The scenario is an edge condition and not that likely once pbspro is working, but does this reveal a more fundamental logical flaw? If pbs_comm is used (ie., a “stock” build/install where pbs_comm is the expected intra-pbs communications service) and then pbs_comm is killed/blocked/whatever, the server neither reports lack of comms with the moms, nor changes mom states, nor tracks actual mom state changes.
Expected behavior: some form of state change for moms with which expected comms fail – down-comms-lost, down-unknown, signal-stolen-by-space-aliens, anything but “no change” and certainly not state=free.
Actual behavior: jobs attempt to place and fail (sister node failed to delete, etc) when in truth no place occurred at all, no mom logs report any attempt to place, no comms problems are reported in the server-side logs, no errors are reported via qstat/pbsnodes/qmgr/etc, and server-reported mom states do not change. Server-side comms appear to be handed off toward pbs_comms “blind”, without follow-up checks to validate the comms attempt.
To reproduce:
Start the 14.1.0 server/sched/comm and at least 1 configured mom so that pbsnodes shows the mom state=free. Kill pbs_comm. The mom stays state=free indefinitely.
Simulate a restart-persistent issue with the comm by editing pbs.conf (or the init/service script) to exclude comm startup, or firewall to drop the pbs_comm outbound port traffic, etc., then restart the server/sched. The server restarts without complaint and continues to report the mom as state=free.
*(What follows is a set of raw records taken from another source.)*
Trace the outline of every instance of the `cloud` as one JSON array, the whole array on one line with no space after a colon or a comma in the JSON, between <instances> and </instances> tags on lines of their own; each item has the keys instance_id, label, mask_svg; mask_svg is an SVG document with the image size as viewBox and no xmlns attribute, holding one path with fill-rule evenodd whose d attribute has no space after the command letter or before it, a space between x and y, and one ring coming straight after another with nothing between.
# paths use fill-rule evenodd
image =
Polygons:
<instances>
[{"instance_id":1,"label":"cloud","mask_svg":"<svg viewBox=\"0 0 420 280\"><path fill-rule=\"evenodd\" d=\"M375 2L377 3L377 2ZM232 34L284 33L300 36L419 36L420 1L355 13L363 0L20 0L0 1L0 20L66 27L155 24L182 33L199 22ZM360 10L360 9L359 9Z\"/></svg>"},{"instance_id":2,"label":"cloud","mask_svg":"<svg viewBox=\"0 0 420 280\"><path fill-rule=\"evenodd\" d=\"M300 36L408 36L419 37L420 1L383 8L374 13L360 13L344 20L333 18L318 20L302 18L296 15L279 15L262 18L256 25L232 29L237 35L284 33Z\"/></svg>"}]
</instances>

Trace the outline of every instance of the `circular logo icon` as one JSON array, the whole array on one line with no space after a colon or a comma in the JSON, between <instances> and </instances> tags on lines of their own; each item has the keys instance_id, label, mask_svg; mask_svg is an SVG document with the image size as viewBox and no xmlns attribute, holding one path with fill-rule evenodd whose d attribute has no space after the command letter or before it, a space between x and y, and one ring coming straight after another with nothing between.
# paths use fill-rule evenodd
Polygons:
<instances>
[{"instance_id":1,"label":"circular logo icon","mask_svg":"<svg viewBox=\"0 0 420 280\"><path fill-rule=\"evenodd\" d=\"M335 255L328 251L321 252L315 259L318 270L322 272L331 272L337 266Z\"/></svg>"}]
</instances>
Simulate mom fallout by killing the mom, dropping network connectivity, whatever. The server continues to report the mom as state=free. Compound this with the previous test – with the mom down, restart the server [such that pbs_comm does not start, or does not connect with the mom]. The server again restarts and continues reporting the mom, now effectively non-existent, as state=free.
Back out whatever measures were taken to prevent pbs_comm functionality and [re]start pbs_comm. The server begins reporting the actual mom state and All Is Well ™.